DD community residential providers are paid a client-specific rate that includes administrative costs, transportation, direct care costs, and professional services. The direct care staff component of individual client rates are based on a benchmark rate. Data used to arrive at the determination of the benchmarks includes average wage, cost of living, and labor statistics that identified county or regional variations.

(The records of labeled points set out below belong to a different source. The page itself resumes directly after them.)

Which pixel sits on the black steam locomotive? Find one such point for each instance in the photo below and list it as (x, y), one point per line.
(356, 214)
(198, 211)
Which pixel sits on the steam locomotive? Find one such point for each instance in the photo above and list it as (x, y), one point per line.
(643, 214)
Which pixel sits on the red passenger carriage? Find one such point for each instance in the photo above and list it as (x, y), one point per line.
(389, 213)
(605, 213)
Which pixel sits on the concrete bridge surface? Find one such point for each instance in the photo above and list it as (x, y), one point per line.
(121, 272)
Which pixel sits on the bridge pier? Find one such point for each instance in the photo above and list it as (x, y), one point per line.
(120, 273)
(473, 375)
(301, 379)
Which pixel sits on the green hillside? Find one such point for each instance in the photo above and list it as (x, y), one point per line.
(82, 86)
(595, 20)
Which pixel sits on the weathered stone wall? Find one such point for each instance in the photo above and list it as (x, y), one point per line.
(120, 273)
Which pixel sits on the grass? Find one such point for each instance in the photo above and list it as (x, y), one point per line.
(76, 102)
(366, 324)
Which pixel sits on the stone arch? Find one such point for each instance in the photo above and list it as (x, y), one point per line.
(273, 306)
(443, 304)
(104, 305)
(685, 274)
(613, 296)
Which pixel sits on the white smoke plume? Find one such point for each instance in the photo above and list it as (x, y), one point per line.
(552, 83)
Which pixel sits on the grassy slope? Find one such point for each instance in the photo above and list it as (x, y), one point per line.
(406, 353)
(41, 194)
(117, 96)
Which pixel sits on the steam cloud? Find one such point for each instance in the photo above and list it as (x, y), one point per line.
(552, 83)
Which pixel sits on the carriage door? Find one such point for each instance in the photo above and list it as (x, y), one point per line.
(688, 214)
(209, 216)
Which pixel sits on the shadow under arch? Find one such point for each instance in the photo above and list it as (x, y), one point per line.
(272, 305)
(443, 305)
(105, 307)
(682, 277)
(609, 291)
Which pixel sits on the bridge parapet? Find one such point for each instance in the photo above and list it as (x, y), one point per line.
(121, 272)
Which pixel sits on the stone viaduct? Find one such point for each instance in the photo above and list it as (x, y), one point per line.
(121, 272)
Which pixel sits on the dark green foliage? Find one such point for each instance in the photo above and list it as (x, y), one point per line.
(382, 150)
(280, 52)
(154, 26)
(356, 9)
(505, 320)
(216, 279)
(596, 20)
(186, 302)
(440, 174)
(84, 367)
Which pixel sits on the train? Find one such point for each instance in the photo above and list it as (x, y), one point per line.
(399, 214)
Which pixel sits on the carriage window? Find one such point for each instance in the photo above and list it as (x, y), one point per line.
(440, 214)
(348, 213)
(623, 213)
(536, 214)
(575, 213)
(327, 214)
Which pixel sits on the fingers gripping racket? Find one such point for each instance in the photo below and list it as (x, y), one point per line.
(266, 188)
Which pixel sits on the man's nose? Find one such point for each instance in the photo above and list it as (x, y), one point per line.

In 1999 benchmark rates were segregated into three categories to reflect provider input on the differential cost of administration, operations, and direct care staff wages.

Summary of Bill (Recommended Substitute): Community residential service businesses are added to the public utility tax at a rate of 5.029 percent.

The revenue from the tax on community residential services is deposited into the new Community Residential Investment Account. Money in this account may be used to maintain or increase rates paid to community residential service businesses over amounts provided in the budget bill adopted in 2009 and to increase compensation to staff providing habilitative instruction and support services.

Department of Social and Health Services (DSHS) rates paid to community residential business must include reimbursement of the tax applicable to the DSHS clients.

EFFECT OF CHANGES MADE BY WAYS & MEANS COMMITTEE (Recommended Substitute): The substitute directs all the revenue from the tax to the newly created Community Residential Investment Account where the original bill split the revenue between the new fund and the State General Fund.

The substitute expands the uses of the fund and requires that DSHS provide full reimbursement for the tax paid on the DSHS clients.

Appropriation: None.

Fiscal Note: Available.

[OFM requested ten-year cost projection pursuant to I-960.]

Committee/Commission/Task Force Created: No.

Effective Date: Ninety days after adjournment of session in which bill is passed.

Staff Summary of Public Testimony on Original Bill: PRO: This bill will provide needed revenue to buy back a rate reduction on supported living and community vendors. Community providers for individuals with developmental disabilities experience high staff turnover because we are unable to pay competitively. There is no negative impact to this assessment because the industry is all Medicaid.

Persons Testifying: PRO: Scott Livengood, Alpha Supported Living Services; Cheryl Borden, Sandra Miller, Aacres Supported Living Start.